Questions About Claude Mythos Capabilities
What are Claude Mythos’s main capabilities?
Claude Mythos excels in six core areas: software coding, academic reasoning, cybersecurity, complex multi-step reasoning, agent workflows, and vulnerability discovery. It achieves “dramatically higher scores” than Claude Opus 4.6 across all these domains.
How good is Claude Mythos at coding?
Mythos scores dramatically higher than Opus 4.6 on software coding benchmarks. It handles large codebase refactoring, architectural decisions, and complex dependency analysis at a level no previous Claude model could match. Exact benchmark scores have not been published.
Can Claude Mythos find security vulnerabilities?
Yes. Mythos demonstrated the ability to surface previously unknown vulnerabilities in production codebases during internal testing. Anthropic described it as “currently far ahead of any other AI model in cyber capabilities.”
Is Claude Mythos better than GPT-5?
Anthropic’s internal materials describe Mythos as “far ahead of any other AI model” in cybersecurity, which would include GPT-5. Independent benchmark comparisons across coding and reasoning are not yet available since Mythos is not publicly accessible.
What benchmarks does Mythos score highest on?
The leaked materials highlight cybersecurity as the area of greatest advantage. Mythos is described as “far ahead” of all competitors in cyber capabilities. Software coding and academic reasoning show “dramatically higher” scores compared to Opus 4.6.
How does Mythos compare to Opus?
Mythos outperforms Opus 4.6 across all measured benchmarks. The improvement is described as “dramatic” — a term Anthropic used in internal documents, not marketing materials. The trade-offs are slower speed and an estimated 2-5x higher cost.
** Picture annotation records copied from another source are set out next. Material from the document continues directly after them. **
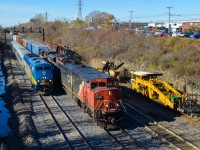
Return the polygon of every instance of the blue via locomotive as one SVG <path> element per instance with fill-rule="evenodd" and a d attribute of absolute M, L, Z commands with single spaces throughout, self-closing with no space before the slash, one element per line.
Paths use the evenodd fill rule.
<path fill-rule="evenodd" d="M 42 91 L 44 94 L 50 94 L 53 91 L 53 66 L 51 63 L 45 61 L 36 54 L 32 54 L 15 41 L 12 41 L 11 45 L 31 80 L 33 90 Z"/>

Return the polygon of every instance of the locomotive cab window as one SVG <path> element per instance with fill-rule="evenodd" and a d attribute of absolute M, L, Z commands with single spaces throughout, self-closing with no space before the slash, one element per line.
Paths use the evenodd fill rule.
<path fill-rule="evenodd" d="M 119 82 L 118 81 L 114 81 L 113 82 L 113 86 L 115 86 L 115 87 L 119 86 Z"/>
<path fill-rule="evenodd" d="M 113 83 L 112 82 L 108 82 L 108 87 L 111 87 L 113 86 Z"/>
<path fill-rule="evenodd" d="M 106 83 L 105 82 L 99 82 L 99 87 L 105 87 Z"/>
<path fill-rule="evenodd" d="M 51 70 L 51 67 L 50 66 L 46 66 L 46 67 L 44 67 L 44 70 Z"/>
<path fill-rule="evenodd" d="M 98 86 L 98 82 L 92 82 L 91 83 L 91 88 L 94 89 Z"/>
<path fill-rule="evenodd" d="M 35 70 L 43 70 L 43 67 L 36 67 Z"/>

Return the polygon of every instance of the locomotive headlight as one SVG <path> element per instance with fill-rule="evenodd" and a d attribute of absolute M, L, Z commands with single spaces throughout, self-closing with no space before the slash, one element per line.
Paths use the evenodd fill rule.
<path fill-rule="evenodd" d="M 109 90 L 109 91 L 108 91 L 108 95 L 110 95 L 110 93 L 111 93 L 111 92 L 110 92 L 110 90 Z"/>

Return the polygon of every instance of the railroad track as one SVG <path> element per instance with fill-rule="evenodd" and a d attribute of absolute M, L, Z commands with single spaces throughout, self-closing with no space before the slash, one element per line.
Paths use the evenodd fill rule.
<path fill-rule="evenodd" d="M 128 132 L 121 129 L 119 130 L 105 130 L 107 134 L 112 137 L 116 143 L 121 146 L 122 149 L 130 150 L 130 149 L 146 149 L 145 146 L 140 144 L 136 139 L 134 139 Z"/>
<path fill-rule="evenodd" d="M 40 97 L 69 149 L 94 149 L 53 96 Z"/>
<path fill-rule="evenodd" d="M 131 119 L 134 119 L 138 123 L 142 124 L 146 129 L 157 133 L 159 136 L 167 140 L 171 143 L 176 149 L 183 149 L 183 150 L 200 150 L 196 145 L 191 143 L 190 141 L 185 140 L 181 136 L 177 135 L 176 133 L 170 131 L 169 129 L 165 128 L 158 122 L 154 121 L 154 119 L 150 118 L 149 116 L 143 114 L 142 112 L 138 111 L 137 109 L 133 108 L 127 103 L 124 103 L 127 109 L 127 116 Z"/>

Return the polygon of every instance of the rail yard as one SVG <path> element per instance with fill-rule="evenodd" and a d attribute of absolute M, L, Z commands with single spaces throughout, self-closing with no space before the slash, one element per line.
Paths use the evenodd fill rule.
<path fill-rule="evenodd" d="M 23 45 L 22 40 L 21 44 Z M 60 51 L 52 53 L 52 48 L 51 52 L 44 52 L 40 56 L 61 70 L 62 67 L 58 65 L 60 60 L 69 64 L 71 61 L 62 61 L 64 57 L 58 54 L 64 55 L 65 48 L 63 51 L 57 50 Z M 98 109 L 93 109 L 90 107 L 91 104 L 83 101 L 85 99 L 84 96 L 81 97 L 80 91 L 76 92 L 76 85 L 69 87 L 67 83 L 63 84 L 63 78 L 56 79 L 59 78 L 59 74 L 56 74 L 53 80 L 54 83 L 62 83 L 54 84 L 53 92 L 44 95 L 40 89 L 34 88 L 30 76 L 24 70 L 23 64 L 19 63 L 20 59 L 14 51 L 11 44 L 1 47 L 2 65 L 7 76 L 8 92 L 5 99 L 12 114 L 9 121 L 12 133 L 3 140 L 5 146 L 2 147 L 5 148 L 7 145 L 10 149 L 200 149 L 198 113 L 191 117 L 165 108 L 152 103 L 146 95 L 142 96 L 127 86 L 111 86 L 107 89 L 104 86 L 109 83 L 100 84 L 99 79 L 95 79 L 94 82 L 98 82 L 98 85 L 92 85 L 98 86 L 94 89 L 96 93 L 94 92 L 93 96 L 101 105 L 94 103 Z M 65 54 L 68 59 L 77 56 L 70 50 L 65 51 Z M 79 60 L 80 58 L 78 56 Z M 79 61 L 73 63 L 80 65 Z M 86 65 L 84 68 L 87 68 Z M 79 71 L 74 73 L 78 74 Z M 94 70 L 90 71 L 90 74 L 106 77 L 113 83 L 117 81 L 112 76 Z M 67 77 L 66 80 L 70 80 Z M 41 80 L 38 82 L 44 83 Z M 83 86 L 83 83 L 79 84 L 79 88 Z M 142 91 L 142 88 L 139 89 Z M 101 93 L 102 89 L 104 92 Z M 119 90 L 121 95 L 116 93 L 116 90 Z M 109 102 L 109 97 L 104 93 L 109 95 L 113 102 Z M 91 97 L 88 99 L 92 100 Z M 95 114 L 95 110 L 101 111 Z M 124 113 L 122 118 L 121 112 Z M 112 114 L 111 117 L 109 113 Z M 108 114 L 108 117 L 104 114 Z M 118 115 L 120 119 L 115 121 Z"/>

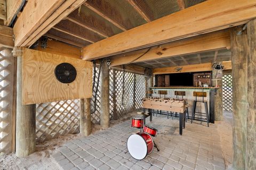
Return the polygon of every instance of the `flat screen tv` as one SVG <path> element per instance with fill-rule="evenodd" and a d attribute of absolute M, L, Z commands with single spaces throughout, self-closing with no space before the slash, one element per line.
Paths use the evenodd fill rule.
<path fill-rule="evenodd" d="M 193 73 L 174 73 L 170 75 L 170 86 L 193 86 Z"/>

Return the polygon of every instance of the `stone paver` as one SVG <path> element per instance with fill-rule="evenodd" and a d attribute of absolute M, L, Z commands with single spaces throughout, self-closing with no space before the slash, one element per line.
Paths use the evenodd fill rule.
<path fill-rule="evenodd" d="M 106 130 L 70 141 L 51 155 L 63 169 L 225 169 L 219 135 L 215 124 L 208 128 L 187 123 L 183 135 L 179 134 L 179 119 L 153 117 L 146 122 L 158 130 L 154 148 L 144 160 L 132 158 L 126 148 L 127 138 L 137 129 L 131 121 Z"/>

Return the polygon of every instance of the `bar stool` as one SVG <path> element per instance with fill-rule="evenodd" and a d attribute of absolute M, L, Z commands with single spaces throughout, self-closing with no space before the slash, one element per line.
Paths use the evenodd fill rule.
<path fill-rule="evenodd" d="M 186 122 L 187 122 L 187 120 L 188 119 L 188 108 L 189 107 L 190 105 L 189 104 L 186 104 L 185 105 L 185 107 L 186 107 L 186 113 L 187 114 L 187 116 L 186 116 L 185 115 L 185 117 L 186 117 Z"/>
<path fill-rule="evenodd" d="M 174 95 L 176 96 L 176 98 L 179 98 L 179 96 L 181 96 L 183 99 L 183 97 L 186 96 L 186 91 L 174 91 Z M 173 114 L 171 114 L 172 119 L 173 119 Z M 177 116 L 177 112 L 175 112 L 175 117 Z M 185 115 L 186 117 L 186 115 Z M 187 119 L 186 119 L 187 120 Z"/>
<path fill-rule="evenodd" d="M 204 97 L 206 97 L 206 92 L 203 92 L 203 92 L 194 91 L 193 96 L 196 97 L 196 100 L 194 100 L 193 101 L 193 112 L 192 112 L 192 117 L 191 118 L 191 123 L 192 123 L 193 120 L 194 120 L 199 121 L 201 122 L 207 122 L 207 125 L 208 126 L 208 127 L 209 127 L 209 112 L 208 112 L 208 105 L 207 104 L 207 101 L 204 101 Z M 197 100 L 197 97 L 202 97 L 203 101 Z M 203 104 L 204 104 L 204 107 L 205 108 L 205 113 L 196 112 L 196 104 L 197 102 L 203 103 Z M 195 116 L 205 117 L 206 118 L 203 118 L 201 117 L 195 117 Z"/>

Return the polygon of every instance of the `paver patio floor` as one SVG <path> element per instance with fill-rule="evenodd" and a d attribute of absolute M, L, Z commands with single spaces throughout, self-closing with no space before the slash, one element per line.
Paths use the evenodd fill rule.
<path fill-rule="evenodd" d="M 181 136 L 178 117 L 166 117 L 154 116 L 151 123 L 147 118 L 158 130 L 153 138 L 160 151 L 154 148 L 143 160 L 127 152 L 127 138 L 138 131 L 131 120 L 69 141 L 51 156 L 63 169 L 225 169 L 217 124 L 188 121 Z"/>

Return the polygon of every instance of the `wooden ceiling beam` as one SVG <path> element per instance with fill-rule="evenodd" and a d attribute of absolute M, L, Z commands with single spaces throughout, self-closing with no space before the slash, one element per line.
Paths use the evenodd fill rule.
<path fill-rule="evenodd" d="M 86 28 L 91 31 L 93 31 L 93 32 L 95 32 L 96 33 L 98 33 L 98 35 L 99 35 L 100 36 L 101 36 L 105 38 L 108 38 L 109 37 L 106 34 L 104 33 L 103 32 L 100 32 L 100 31 L 97 31 L 95 29 L 94 29 L 93 28 L 91 28 L 91 27 L 90 26 L 86 26 L 86 23 L 82 23 L 81 22 L 79 22 L 78 21 L 78 20 L 75 20 L 75 19 L 73 19 L 73 18 L 71 18 L 69 16 L 67 16 L 66 19 L 68 20 L 69 20 L 70 21 L 72 22 L 74 22 L 76 24 L 77 24 L 77 25 L 79 25 L 81 27 L 83 27 L 83 28 Z"/>
<path fill-rule="evenodd" d="M 128 52 L 110 57 L 111 65 L 137 63 L 153 60 L 189 55 L 205 51 L 229 48 L 230 33 L 228 30 L 219 31 L 188 38 L 159 46 L 156 46 L 147 53 L 148 49 Z"/>
<path fill-rule="evenodd" d="M 4 21 L 5 26 L 10 26 L 25 2 L 26 0 L 6 1 L 6 19 Z"/>
<path fill-rule="evenodd" d="M 256 18 L 255 5 L 252 0 L 208 0 L 90 45 L 83 48 L 83 59 L 103 58 L 241 25 Z"/>
<path fill-rule="evenodd" d="M 43 47 L 42 40 L 39 39 L 38 40 L 38 45 L 34 49 L 59 54 L 71 58 L 81 59 L 81 48 L 75 47 L 51 39 L 48 39 L 47 46 L 45 48 Z"/>
<path fill-rule="evenodd" d="M 143 12 L 143 11 L 139 7 L 139 6 L 136 4 L 136 3 L 135 3 L 133 0 L 126 0 L 128 3 L 132 5 L 133 8 L 137 11 L 137 12 L 141 16 L 144 20 L 145 20 L 146 21 L 149 22 L 151 22 L 151 21 L 149 19 L 149 18 L 147 16 L 146 13 Z"/>
<path fill-rule="evenodd" d="M 176 64 L 176 63 L 175 63 L 174 61 L 173 61 L 172 60 L 171 60 L 171 58 L 167 58 L 167 60 L 168 60 L 171 63 L 173 64 L 174 65 L 178 65 L 178 64 Z"/>
<path fill-rule="evenodd" d="M 222 62 L 224 70 L 232 69 L 231 61 Z M 177 73 L 197 72 L 202 71 L 211 71 L 212 64 L 207 63 L 203 64 L 181 65 L 179 66 L 167 67 L 153 69 L 154 74 L 164 74 Z M 177 69 L 182 68 L 181 70 Z"/>
<path fill-rule="evenodd" d="M 0 47 L 12 48 L 14 46 L 13 29 L 0 26 Z"/>
<path fill-rule="evenodd" d="M 97 9 L 95 8 L 94 7 L 91 6 L 89 4 L 87 3 L 86 2 L 85 2 L 83 4 L 84 5 L 85 5 L 87 7 L 93 11 L 94 12 L 98 14 L 99 15 L 101 16 L 101 17 L 103 18 L 106 20 L 108 20 L 109 22 L 111 22 L 112 24 L 114 24 L 123 31 L 126 31 L 127 29 L 123 26 L 122 26 L 120 23 L 118 23 L 113 20 L 112 20 L 111 18 L 109 17 L 106 16 L 103 13 L 102 13 L 100 11 L 98 10 Z"/>
<path fill-rule="evenodd" d="M 27 1 L 13 27 L 15 46 L 31 46 L 85 1 Z"/>
<path fill-rule="evenodd" d="M 73 42 L 70 40 L 69 40 L 68 39 L 66 39 L 65 38 L 57 37 L 57 36 L 52 35 L 51 34 L 50 34 L 50 33 L 46 33 L 45 36 L 47 37 L 51 38 L 52 39 L 55 39 L 55 40 L 59 40 L 59 41 L 62 41 L 62 42 L 66 42 L 66 43 L 67 43 L 67 44 L 73 45 L 77 46 L 77 47 L 83 47 L 84 46 L 82 44 L 77 44 L 77 43 Z"/>
<path fill-rule="evenodd" d="M 177 0 L 178 5 L 179 5 L 179 8 L 180 10 L 184 10 L 186 8 L 185 3 L 184 0 Z"/>
<path fill-rule="evenodd" d="M 188 63 L 188 61 L 187 61 L 187 60 L 186 60 L 185 58 L 184 58 L 183 56 L 180 56 L 180 58 L 183 60 L 183 61 L 184 62 L 185 62 L 186 64 L 187 64 L 187 65 L 189 65 L 189 63 Z"/>

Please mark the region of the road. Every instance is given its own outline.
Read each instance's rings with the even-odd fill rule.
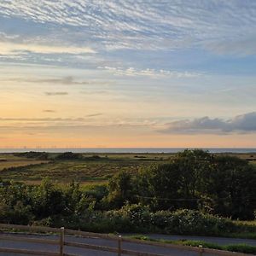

Is Claude Mythos a cybersecurity threat?
Anthropic itself acknowledged that Mythos “poses unprecedented cybersecurity risks” due to its dual-use capability. The model can both discover vulnerabilities for defenders and potentially enable exploitation by attackers. A Chinese state-sponsored group previously used weaker Claude models to infiltrate roughly 30 organizations.
What is Claude Mythos agent mode?
Mythos demonstrates enhanced consistency in autonomous agent workflows — executing multi-step tasks without human intervention. It maintains goal coherence across longer task sequences than Opus 4.6, reducing errors and drift during complex automated operations.